Linear Regression - Robust standard error

Jorge · Post by **Jorge** » Thu Apr 01, 2021 8:57 pm

Dear Jamovi team,

Thank you for making jamovi available. I teach statistics to economics, business and international relations students and we've been using for (way too many) years SPSS at the undergraduate level.

I recently heard about jamovi and I am very interested in replacing SPSS by jamovi in my classes. However, in regression analysis, we use the robust standard error of the coefficients (in fact, the White-Huber estimator for standard error) a lot. This is a very importance feature for economics, business and international relations students as the robust standard error corrects for misspecifications and deals with heteroskedasticity.

While this is available in SPSS (in GLM), I couldn't find it in jamovi. In jamovi, we have the possibility of testing for homoskedasticity (with the moretests module), but it would be relevant to apply the robust estimator in case the test points out for the existence of heteroskedasticity.
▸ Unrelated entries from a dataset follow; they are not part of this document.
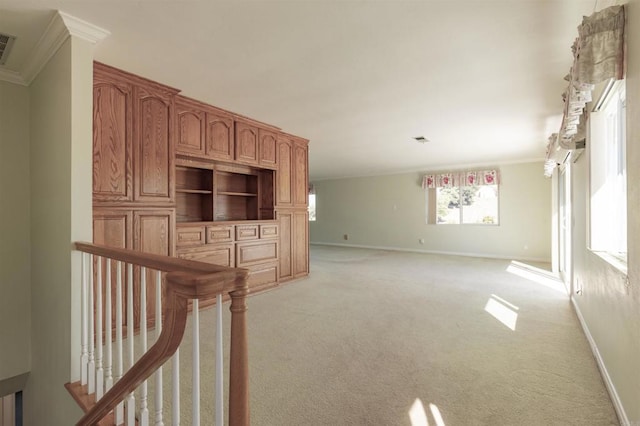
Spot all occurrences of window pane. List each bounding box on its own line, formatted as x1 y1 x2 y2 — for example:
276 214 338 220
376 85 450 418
436 187 460 224
461 185 498 225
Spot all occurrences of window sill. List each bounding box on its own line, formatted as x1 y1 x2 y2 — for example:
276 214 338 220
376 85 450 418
591 250 628 276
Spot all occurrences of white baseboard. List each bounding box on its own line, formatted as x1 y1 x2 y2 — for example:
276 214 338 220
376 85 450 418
571 296 631 426
309 241 550 263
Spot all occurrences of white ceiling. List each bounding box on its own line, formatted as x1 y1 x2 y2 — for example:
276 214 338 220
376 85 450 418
0 0 601 180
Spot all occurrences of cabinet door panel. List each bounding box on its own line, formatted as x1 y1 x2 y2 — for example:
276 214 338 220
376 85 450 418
236 241 278 268
292 211 309 277
206 113 234 161
258 129 277 169
134 87 175 202
277 211 293 280
236 121 258 165
93 209 133 336
178 244 235 267
276 139 292 207
293 142 309 207
93 79 133 201
133 209 175 328
176 101 205 156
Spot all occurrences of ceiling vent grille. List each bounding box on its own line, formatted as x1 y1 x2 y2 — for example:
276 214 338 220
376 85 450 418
0 33 16 65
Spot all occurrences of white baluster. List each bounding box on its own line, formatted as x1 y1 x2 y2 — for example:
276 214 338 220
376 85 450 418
80 253 89 386
140 267 149 426
171 349 180 426
115 261 124 425
214 294 224 426
104 258 113 392
96 257 104 400
191 299 200 426
125 263 136 426
87 254 96 394
155 271 164 426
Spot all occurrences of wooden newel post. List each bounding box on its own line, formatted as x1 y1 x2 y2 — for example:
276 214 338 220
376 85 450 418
229 282 251 426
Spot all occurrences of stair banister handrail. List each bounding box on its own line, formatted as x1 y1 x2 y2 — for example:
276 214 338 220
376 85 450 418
75 243 250 426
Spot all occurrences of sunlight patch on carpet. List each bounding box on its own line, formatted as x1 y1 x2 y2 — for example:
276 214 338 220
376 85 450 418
429 404 444 426
409 398 445 426
484 294 519 331
409 398 429 426
507 260 567 294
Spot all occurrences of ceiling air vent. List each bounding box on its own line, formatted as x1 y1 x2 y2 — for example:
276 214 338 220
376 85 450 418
0 33 16 65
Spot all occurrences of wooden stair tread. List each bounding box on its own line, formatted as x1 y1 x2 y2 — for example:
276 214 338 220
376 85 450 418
64 381 138 426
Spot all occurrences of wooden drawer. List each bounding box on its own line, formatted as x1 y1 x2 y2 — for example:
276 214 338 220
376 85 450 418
260 224 278 239
176 226 206 247
236 225 259 241
236 240 278 268
178 244 235 267
247 262 278 288
207 225 233 244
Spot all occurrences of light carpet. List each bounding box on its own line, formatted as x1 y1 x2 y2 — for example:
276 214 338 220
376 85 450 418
142 246 618 426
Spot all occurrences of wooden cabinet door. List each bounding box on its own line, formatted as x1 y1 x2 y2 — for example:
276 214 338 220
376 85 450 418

Could you please help me and tell me how to find such a feature? In the event jamovi does not include that, could you please tell me if you plan to include it in next versions (because I am preparing the fall semester and would like to use jamovi)?

Thank you

Post by **jonathon** » Fri Apr 02, 2021 10:03 pm

hi jorge,

i don't know much about the particular measure. if you have time, i'm happy to work with you in having it included in moretests.

cheers

jonathon

Jorge · Post by **Jorge** » Sat Apr 03, 2021 6:10 pm

Hi Jonathon,

Thank you for your quick and kind reply.

I am sorry if I will write things that you are already familiar with, but I just want you to understand the issue. I will try to make it short:

The linear regression model Y=XB+u allows us to estimate coefficients B (Column estimate in jamovi) and the corresponding standard errors (Column SE in jamovi). This model only works if some assumptions are met, namely that u is homoscedastic (that is, the variance of u is constant).
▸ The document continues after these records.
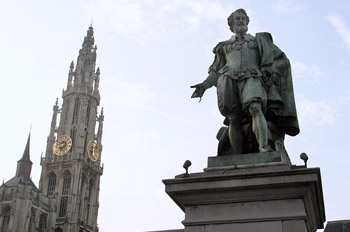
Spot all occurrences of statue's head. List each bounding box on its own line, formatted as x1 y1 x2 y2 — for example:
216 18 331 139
227 8 249 33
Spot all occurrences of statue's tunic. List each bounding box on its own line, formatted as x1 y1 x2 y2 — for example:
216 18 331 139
204 33 299 135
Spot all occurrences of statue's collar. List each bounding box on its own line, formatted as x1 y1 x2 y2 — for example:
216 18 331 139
230 34 254 42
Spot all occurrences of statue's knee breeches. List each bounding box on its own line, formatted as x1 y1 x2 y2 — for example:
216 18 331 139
249 102 262 117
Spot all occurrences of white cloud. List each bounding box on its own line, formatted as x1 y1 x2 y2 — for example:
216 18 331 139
291 60 323 84
101 74 156 114
272 0 305 13
89 0 234 42
296 95 337 126
327 15 350 54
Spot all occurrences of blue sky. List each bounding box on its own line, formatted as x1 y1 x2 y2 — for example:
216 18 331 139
0 0 350 231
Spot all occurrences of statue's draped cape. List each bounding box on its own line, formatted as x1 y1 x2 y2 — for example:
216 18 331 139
206 32 300 136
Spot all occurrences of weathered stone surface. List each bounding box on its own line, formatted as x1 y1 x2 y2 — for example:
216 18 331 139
191 9 299 156
163 166 325 232
208 152 282 168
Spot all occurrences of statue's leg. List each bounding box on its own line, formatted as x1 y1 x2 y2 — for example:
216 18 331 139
249 102 273 152
227 115 243 154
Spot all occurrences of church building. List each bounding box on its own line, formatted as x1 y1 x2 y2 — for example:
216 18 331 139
0 26 104 232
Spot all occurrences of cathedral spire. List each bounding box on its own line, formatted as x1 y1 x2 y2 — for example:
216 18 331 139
72 26 97 93
16 134 33 178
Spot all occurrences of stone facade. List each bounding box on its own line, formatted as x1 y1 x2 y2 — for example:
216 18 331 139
0 26 104 232
0 136 56 232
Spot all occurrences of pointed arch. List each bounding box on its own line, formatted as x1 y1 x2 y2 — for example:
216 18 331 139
47 172 57 196
62 170 72 196
38 213 47 232
1 204 11 232
72 98 80 125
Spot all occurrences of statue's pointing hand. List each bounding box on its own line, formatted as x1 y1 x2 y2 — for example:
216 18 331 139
191 83 208 102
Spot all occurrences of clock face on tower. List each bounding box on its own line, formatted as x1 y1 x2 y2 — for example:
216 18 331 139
53 135 72 156
87 140 99 162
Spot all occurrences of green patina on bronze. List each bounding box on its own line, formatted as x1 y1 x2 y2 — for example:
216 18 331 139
208 152 281 168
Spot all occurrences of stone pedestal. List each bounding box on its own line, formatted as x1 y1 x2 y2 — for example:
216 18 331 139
163 165 325 232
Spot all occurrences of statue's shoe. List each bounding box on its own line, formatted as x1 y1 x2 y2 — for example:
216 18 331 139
259 145 274 152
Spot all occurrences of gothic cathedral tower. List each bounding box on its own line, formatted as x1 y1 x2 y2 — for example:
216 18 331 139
39 26 104 232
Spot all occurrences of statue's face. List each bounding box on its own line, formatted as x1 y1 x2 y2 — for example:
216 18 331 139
233 12 248 33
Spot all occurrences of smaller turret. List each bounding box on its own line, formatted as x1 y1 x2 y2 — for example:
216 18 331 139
16 134 33 179
67 61 74 90
94 67 101 92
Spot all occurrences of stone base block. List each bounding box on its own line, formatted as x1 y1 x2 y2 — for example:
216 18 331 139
163 165 325 232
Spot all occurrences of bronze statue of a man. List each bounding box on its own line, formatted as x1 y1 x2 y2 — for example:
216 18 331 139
191 9 299 155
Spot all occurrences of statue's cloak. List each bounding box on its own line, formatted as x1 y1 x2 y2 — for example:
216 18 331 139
256 32 300 136
208 32 300 136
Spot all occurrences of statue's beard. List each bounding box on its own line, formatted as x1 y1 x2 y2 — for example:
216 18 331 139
233 25 248 34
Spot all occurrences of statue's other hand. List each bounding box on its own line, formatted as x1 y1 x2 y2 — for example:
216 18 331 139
191 83 208 98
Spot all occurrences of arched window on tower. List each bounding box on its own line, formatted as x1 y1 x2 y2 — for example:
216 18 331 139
70 126 75 152
58 170 72 217
38 213 47 232
62 170 72 196
64 99 70 124
78 173 86 216
72 98 80 125
1 204 11 232
86 178 95 223
28 208 36 232
85 100 91 126
47 172 56 196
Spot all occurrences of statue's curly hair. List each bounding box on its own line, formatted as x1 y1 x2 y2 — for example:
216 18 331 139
227 8 249 30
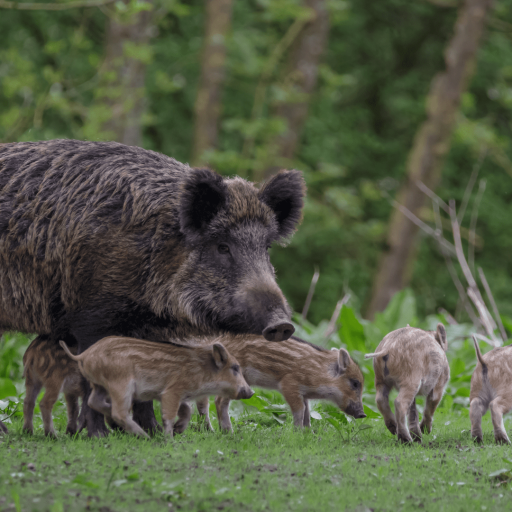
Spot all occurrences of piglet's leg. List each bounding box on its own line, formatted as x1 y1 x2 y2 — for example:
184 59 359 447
420 382 445 434
39 377 63 437
302 398 311 428
22 370 43 434
375 384 396 436
215 396 233 431
162 389 184 437
409 398 421 443
281 378 305 429
395 385 419 443
489 397 510 444
173 402 192 434
106 381 149 438
196 396 213 432
469 397 487 443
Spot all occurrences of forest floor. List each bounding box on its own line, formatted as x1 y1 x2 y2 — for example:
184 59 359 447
0 411 512 512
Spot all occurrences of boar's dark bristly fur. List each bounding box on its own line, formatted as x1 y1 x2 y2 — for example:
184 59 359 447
0 140 305 436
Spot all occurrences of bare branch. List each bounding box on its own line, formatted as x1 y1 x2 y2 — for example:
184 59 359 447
416 180 450 213
0 0 117 11
478 267 507 343
433 202 482 329
385 193 455 254
457 147 487 224
472 333 498 347
437 308 459 325
302 267 320 320
468 180 487 269
325 293 350 339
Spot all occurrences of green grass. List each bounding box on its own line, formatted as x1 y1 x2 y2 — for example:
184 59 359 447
0 410 512 512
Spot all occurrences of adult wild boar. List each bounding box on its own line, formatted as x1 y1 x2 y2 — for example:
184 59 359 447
0 140 305 435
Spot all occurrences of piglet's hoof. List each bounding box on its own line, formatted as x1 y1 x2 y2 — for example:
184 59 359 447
398 434 412 444
386 423 396 436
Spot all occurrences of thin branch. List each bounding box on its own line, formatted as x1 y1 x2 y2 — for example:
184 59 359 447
325 293 350 339
468 180 487 269
416 180 450 213
437 308 459 325
472 333 499 347
457 147 487 224
0 0 117 11
478 267 507 343
385 193 455 254
302 267 320 320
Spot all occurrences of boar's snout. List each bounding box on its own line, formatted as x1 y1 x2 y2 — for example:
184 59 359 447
236 387 254 400
345 402 366 419
263 322 295 341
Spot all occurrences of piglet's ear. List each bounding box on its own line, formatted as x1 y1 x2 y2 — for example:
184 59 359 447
338 348 350 375
179 169 228 239
258 170 306 238
212 343 228 370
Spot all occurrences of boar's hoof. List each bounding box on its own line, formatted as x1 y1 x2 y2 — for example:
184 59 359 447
398 433 412 444
386 421 396 436
263 322 295 341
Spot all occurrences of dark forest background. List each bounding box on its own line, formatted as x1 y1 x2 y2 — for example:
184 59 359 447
0 0 512 323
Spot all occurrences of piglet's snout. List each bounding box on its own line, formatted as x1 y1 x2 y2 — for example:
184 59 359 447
236 387 254 400
345 402 366 419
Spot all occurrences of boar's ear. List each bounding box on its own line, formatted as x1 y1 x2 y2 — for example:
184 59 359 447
338 348 350 375
212 343 228 370
258 170 306 238
179 169 228 236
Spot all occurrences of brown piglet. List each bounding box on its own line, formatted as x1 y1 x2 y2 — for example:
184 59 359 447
469 336 512 444
365 324 450 443
23 336 83 436
186 335 366 430
60 336 252 437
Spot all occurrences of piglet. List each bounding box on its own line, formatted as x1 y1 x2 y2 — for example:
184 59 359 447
365 324 450 443
190 335 366 430
60 336 253 437
23 336 83 436
469 336 512 444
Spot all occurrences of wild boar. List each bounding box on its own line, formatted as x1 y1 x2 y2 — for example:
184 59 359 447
60 336 253 437
365 324 450 443
469 336 512 444
174 335 366 430
0 140 305 435
23 336 83 437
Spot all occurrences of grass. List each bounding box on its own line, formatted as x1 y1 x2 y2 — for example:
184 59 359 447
0 410 512 512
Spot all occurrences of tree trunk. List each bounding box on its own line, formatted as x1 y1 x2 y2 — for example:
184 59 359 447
96 1 155 146
262 0 329 177
192 0 233 165
366 0 492 318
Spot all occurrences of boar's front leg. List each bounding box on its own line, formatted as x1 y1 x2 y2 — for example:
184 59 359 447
409 398 421 443
196 396 214 432
469 397 487 443
161 389 184 437
395 383 419 443
215 396 233 432
302 398 311 428
375 383 396 436
280 378 306 429
420 382 444 434
489 397 510 444
173 402 192 434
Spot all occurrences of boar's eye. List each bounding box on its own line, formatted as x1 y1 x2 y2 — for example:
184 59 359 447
217 244 229 254
350 379 361 389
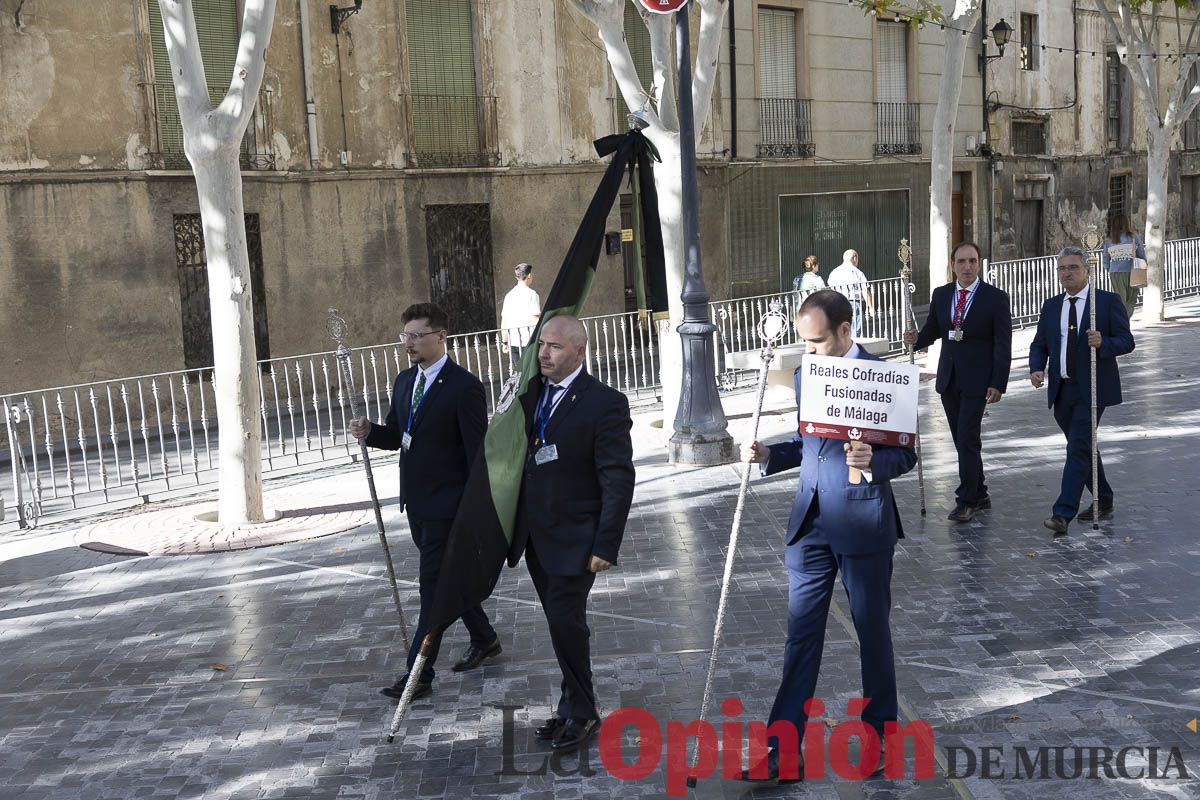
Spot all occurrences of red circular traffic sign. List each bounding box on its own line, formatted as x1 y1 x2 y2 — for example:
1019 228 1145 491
641 0 688 14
If u does not have a constant variance (we say, in this case, that there is heteroskedasticity), then the coefficients B remain the same but statistical inference is not consistent (meaning, e.g., that t-tests for individual significance do not work) as the standard errors of the B coefficients are not correctly estimated.
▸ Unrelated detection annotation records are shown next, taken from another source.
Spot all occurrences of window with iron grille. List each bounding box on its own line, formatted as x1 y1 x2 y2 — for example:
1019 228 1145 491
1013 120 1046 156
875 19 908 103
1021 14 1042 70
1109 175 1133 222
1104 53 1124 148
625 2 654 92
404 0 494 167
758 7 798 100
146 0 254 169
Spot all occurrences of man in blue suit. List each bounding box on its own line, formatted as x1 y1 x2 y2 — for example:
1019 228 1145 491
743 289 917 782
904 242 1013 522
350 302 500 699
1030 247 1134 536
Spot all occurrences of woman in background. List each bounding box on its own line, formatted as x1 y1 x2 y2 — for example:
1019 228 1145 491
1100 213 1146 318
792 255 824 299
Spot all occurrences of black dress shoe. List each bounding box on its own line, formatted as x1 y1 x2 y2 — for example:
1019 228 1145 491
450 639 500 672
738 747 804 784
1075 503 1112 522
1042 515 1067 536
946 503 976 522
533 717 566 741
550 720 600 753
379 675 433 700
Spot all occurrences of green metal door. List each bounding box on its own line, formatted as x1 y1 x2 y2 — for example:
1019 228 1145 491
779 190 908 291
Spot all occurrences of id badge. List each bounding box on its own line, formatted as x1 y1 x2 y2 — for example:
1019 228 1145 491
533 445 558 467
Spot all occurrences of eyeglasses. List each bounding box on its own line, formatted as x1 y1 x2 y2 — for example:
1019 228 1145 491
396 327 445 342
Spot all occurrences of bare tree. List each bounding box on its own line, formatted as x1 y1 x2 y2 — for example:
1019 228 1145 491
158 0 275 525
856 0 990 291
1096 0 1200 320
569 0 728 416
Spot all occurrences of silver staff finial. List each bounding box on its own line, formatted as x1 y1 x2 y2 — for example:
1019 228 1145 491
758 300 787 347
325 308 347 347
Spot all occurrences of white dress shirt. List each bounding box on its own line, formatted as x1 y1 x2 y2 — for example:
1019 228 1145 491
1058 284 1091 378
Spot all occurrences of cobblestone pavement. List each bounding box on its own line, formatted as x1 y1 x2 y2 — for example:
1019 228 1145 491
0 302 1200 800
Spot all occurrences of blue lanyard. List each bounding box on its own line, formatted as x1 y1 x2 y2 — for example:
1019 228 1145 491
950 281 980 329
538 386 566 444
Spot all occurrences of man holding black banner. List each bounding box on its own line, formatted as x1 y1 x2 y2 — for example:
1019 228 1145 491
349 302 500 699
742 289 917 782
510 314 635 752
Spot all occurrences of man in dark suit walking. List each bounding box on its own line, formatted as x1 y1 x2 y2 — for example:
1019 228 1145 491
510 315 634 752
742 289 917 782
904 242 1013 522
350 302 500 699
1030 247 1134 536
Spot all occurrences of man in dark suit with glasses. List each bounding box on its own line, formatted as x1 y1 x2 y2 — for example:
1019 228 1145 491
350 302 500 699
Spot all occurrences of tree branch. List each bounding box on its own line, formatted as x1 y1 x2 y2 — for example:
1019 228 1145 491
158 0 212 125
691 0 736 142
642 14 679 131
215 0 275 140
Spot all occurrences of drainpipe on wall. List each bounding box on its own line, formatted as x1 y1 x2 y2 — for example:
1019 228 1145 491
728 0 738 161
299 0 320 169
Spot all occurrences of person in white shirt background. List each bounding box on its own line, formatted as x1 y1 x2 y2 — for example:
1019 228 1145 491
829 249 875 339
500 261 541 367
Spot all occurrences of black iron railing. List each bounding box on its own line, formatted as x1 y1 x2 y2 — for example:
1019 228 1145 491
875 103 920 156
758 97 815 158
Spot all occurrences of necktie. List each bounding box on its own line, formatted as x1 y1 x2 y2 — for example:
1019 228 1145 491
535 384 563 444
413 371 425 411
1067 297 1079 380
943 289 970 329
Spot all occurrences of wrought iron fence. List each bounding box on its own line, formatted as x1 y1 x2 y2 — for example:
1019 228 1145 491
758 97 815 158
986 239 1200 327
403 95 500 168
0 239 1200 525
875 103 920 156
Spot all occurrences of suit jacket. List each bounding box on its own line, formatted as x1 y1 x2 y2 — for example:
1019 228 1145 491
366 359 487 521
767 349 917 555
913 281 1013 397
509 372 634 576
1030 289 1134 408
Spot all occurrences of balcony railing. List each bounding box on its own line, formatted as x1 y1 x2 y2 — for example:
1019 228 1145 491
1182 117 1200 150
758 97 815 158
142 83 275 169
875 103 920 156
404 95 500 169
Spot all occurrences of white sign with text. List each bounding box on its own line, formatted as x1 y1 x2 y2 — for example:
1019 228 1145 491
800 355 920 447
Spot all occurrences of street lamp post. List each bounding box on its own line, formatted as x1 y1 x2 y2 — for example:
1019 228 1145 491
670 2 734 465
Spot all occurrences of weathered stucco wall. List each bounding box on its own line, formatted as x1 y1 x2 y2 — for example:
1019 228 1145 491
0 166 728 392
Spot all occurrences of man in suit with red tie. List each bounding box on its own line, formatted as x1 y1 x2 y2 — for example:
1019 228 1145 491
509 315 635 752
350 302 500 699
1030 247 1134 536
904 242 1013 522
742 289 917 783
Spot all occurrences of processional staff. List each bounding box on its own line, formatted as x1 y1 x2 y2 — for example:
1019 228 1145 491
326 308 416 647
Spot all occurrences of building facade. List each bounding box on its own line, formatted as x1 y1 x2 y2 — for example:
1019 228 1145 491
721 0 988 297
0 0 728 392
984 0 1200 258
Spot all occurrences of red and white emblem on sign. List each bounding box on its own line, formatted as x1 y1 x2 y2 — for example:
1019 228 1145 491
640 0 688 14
Heteroskedasticity happens in 99.9% of applications in economics, business and international relations, which explains why several statistical software includes tests for this (so does jamovi – we have the well-known Breusch-Pagan test in moretests). In fact, heteroskedasticity is so common that most people in these areas simply use the robust estimator and don’t check it with the appropriate test. Journals in these areas always want us to replicate regression results with the robust estimator, because results without it may not be trusted.

With heteroskedasticity, we need to get the correct values of the standard errors of the coefficients so that we can compute the appropriate statistical significance of any independent variable. This is where the Huber-White estimator enters. Huber and White proposed an estimator to deal with heteroskedasticity, allowing for the correction of the standard errors and, therefore, validating statistical inference. For informal background, check the wikipedia article on this here:

https://en.wikipedia.org/wiki/Heterosce ... ard_errors

Several statistical software include this estimator for the standard errors – sadly, I do not work with R, but for instance in Stata it’s the vce(robust) option; in SPSS, you go to Analyze – generalized linear models – estimation and select robust estimator.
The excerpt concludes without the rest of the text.